I’ve written about this at length in the past, so I don’t propose to go over old ground. But it’s generally accepted that the primary function of all advertising is to encourage brand switching and to bring new products to the public’s attention. The effect on the overall level of demand for the category is minimal. This is especially true of problem drinkers, who will go for whatever they can get their hands on at an affordable price. Over time, removing alcohol brands from the general public consciousness might have a moderate effect on dampening demand, but it would be a very slow process. We can see this with tobacco where, despite a total advertising ban, above-inflation price hikes and severe restrictions on where it can be consumed, the total level of sales has only gradually declined.
The authors of the document seem particularly concerned about the impact of advertising on children, and indeed have come up with a cringe-inducing “easy-read” version of it, from which the image above it taken.
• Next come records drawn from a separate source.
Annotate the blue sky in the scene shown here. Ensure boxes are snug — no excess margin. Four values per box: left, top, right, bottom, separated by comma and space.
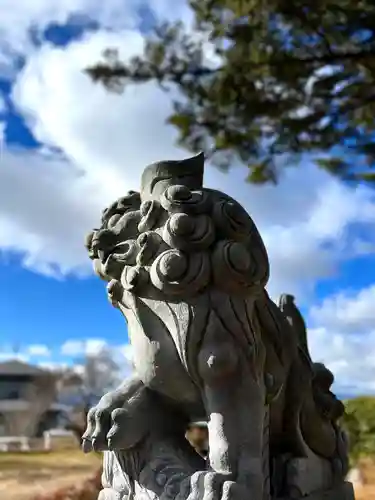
0, 0, 375, 394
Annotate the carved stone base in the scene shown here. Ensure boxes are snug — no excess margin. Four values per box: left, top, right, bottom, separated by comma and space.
276, 483, 355, 500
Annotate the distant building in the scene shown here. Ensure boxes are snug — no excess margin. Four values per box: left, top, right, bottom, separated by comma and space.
0, 360, 69, 437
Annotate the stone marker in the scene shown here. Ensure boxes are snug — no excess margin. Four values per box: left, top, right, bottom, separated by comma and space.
83, 154, 354, 500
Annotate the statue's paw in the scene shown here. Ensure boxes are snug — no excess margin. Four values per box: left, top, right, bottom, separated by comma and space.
107, 408, 152, 450
182, 471, 230, 500
221, 481, 251, 500
82, 403, 117, 453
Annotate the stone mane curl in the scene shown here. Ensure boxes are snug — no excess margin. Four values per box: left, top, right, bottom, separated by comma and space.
86, 153, 269, 298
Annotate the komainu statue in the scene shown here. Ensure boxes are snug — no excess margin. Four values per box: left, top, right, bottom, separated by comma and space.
83, 155, 354, 500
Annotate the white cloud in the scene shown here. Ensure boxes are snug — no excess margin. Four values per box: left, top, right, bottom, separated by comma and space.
310, 285, 375, 334
0, 94, 7, 114
120, 344, 133, 363
0, 0, 144, 76
27, 344, 51, 357
60, 339, 107, 357
2, 30, 375, 295
0, 0, 375, 398
309, 286, 375, 395
0, 348, 29, 363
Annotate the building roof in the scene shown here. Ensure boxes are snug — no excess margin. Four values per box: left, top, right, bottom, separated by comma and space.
0, 359, 49, 376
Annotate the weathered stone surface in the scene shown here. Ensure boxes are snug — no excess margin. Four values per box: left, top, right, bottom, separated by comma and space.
84, 155, 353, 500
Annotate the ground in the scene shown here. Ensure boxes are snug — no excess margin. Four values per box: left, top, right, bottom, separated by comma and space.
0, 449, 101, 500
0, 449, 375, 500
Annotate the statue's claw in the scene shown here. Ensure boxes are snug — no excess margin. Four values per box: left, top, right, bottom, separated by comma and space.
82, 402, 113, 453
184, 471, 229, 500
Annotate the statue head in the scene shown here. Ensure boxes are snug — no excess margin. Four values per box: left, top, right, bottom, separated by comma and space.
86, 154, 269, 304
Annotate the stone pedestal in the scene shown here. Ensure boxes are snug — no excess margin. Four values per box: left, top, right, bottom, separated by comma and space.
276, 482, 355, 500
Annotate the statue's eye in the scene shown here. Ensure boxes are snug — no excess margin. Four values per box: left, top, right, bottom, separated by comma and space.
107, 214, 121, 228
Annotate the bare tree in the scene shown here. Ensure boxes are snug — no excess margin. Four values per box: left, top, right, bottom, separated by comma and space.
22, 373, 58, 436
59, 347, 126, 441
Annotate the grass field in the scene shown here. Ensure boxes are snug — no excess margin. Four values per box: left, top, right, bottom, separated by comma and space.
0, 449, 101, 500
0, 449, 375, 500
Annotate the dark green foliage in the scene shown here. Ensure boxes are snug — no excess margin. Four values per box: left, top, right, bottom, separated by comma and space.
342, 396, 375, 462
87, 0, 375, 183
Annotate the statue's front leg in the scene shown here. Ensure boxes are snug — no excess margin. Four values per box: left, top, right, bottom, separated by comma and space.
198, 312, 266, 500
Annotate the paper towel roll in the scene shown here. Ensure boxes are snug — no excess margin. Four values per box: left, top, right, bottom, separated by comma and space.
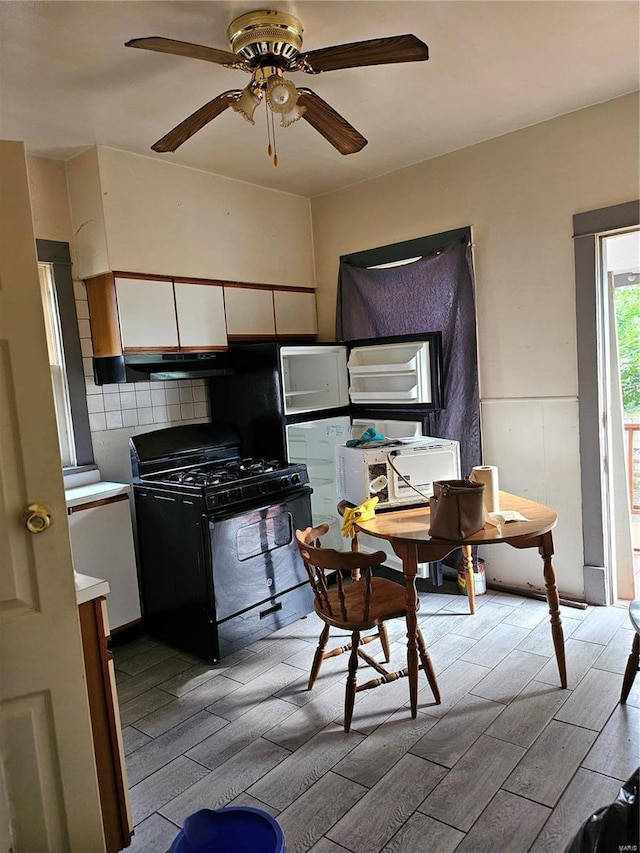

Being exposed to alcohol images apparently has a pernicious effect on children, even though they must regularly see people drinking in pubs and restaurants.. But surely young people start drinking alcohol because they are introduced to it by family or peer group members, not because they see a poster for Madri or Smirnoff. It seems to be a case of recruiting children as soldiers in the war on alcohol.
The public health lobby must be well aware that they are exaggerating the impact of advertising restrictions on consumption levels. But it serves their purpose to foster a climate of moral panic to promote a long-term process of denormalisation.
Some smaller producers may have a sneaking sympathy for measures to prevent sports sponsorship and TV advertising. Surely that will hurt the big players and help the little guy. But that is embarking down a dangerous road. Advertising restrictions will always work against new products and new entrants to the market, and reinforce establish brands that people are familiar with. They serve to ossify the market in its previous form. Tobacco brand choice now relies entirely on word-of-mouth and folk memory of how things were before the ban. It would be completely impossible now for a new company to enter the market, or to introduce an entirely new cigarette brand.
Drinks retailers have reacted with alarm to the prospect of having to put alcohol products out of sight. And it should not be forgotten that whisky is Scotland’s biggest export earner, and I can’t imagine the industry being particularly pleased about being prevented from advertising their product in its home country.